Во время далеких прогулок у Лазара и Полины бывали иногда приключения. Однажды они только что свернули с тропы вдоль утесов, чтобы не проходить мимо фабрики в «Бухте Сокровищ», как вдруг на повороте дороги столкнулись с Бутиньи. Он разбогател на производстве соды и стал важным господином. Женился он на той самой особе, которая была так предана ему, что поселилась с ним в этой глухой дыре; недавно она родила ему третьего ребенка. Они ехали всем семейством, вместе со слугой и кормилицей, в великолепном экипаже, запряженном парой крупных белых лошадей. Пешеходам пришлось посторониться и прижаться к откосу, чтобы их не зацепило колесом. Бутиньи, собственноручно правивший лошадьми, пустил их шагом. Произошло некоторое замешательство: они столько лет не встречались и не разговаривали, а присутствие жены и детей еще увеличивало неловкость.
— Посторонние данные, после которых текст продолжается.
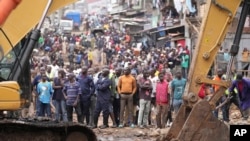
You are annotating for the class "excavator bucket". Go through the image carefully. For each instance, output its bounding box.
[0,0,77,55]
[163,0,243,141]
[164,100,229,141]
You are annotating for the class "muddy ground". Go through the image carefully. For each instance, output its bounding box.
[94,106,250,141]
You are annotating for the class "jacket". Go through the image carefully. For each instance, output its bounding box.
[77,75,95,101]
[96,77,112,103]
[229,78,250,110]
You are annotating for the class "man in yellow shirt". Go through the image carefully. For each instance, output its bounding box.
[241,48,250,76]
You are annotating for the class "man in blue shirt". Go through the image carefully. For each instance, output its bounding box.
[33,67,49,116]
[63,73,82,123]
[171,71,187,113]
[77,66,95,125]
[37,74,53,117]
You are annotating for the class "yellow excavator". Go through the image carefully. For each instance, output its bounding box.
[162,0,250,141]
[0,0,97,141]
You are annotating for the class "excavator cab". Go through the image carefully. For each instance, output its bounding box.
[0,0,97,141]
[161,0,250,141]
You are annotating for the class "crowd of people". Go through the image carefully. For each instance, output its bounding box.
[31,11,190,128]
[31,6,250,131]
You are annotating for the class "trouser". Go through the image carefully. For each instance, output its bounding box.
[156,104,168,128]
[242,108,250,120]
[80,99,91,124]
[181,67,188,78]
[173,65,181,74]
[222,94,242,121]
[94,100,110,126]
[54,100,68,122]
[113,98,120,125]
[38,101,51,117]
[241,62,249,76]
[120,94,133,125]
[89,95,96,126]
[173,99,182,114]
[138,99,151,126]
[124,105,137,124]
[36,96,41,116]
[66,102,83,123]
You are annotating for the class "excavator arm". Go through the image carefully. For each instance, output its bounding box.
[163,0,249,141]
[0,0,97,141]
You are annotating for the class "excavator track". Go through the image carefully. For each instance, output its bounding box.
[0,120,97,141]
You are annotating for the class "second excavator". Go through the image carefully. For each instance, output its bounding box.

Наконец глаза их встретились, и оба нехотя раскланялись, не говоря ни слова.
Когда экипаж исчез, Лазар, очень бледный, с усилием проговорил:
— Он, значит, живет теперь по-барски?
Полина, которая взволновалась только при виде детей, кротко ответила:
— Кажется, что так. За последнее время он стал получать огромную прибыль… Ты знаешь, он возобновил твои тогдашние опыты.
При этих словах сердце Лазара болезненно сжалось. Бонвильские рыбаки со злорадным желанием досадить Лазару уже рассказали ему об этом. Несколько месяцев тому назад. Бутиньи пригласил к себе на службу молодого химика и с его помощью снова взялся за обработку золы водорослей холодным способом. Как человек практический, он действовал осторожно и настойчиво и получил отличные результаты.
— Да, — глухо пробормотал Лазар, — всякий раз, как наука делает шаг вперед, она обязана этим какому-нибудь болвану, а тот и не подозревает об этом.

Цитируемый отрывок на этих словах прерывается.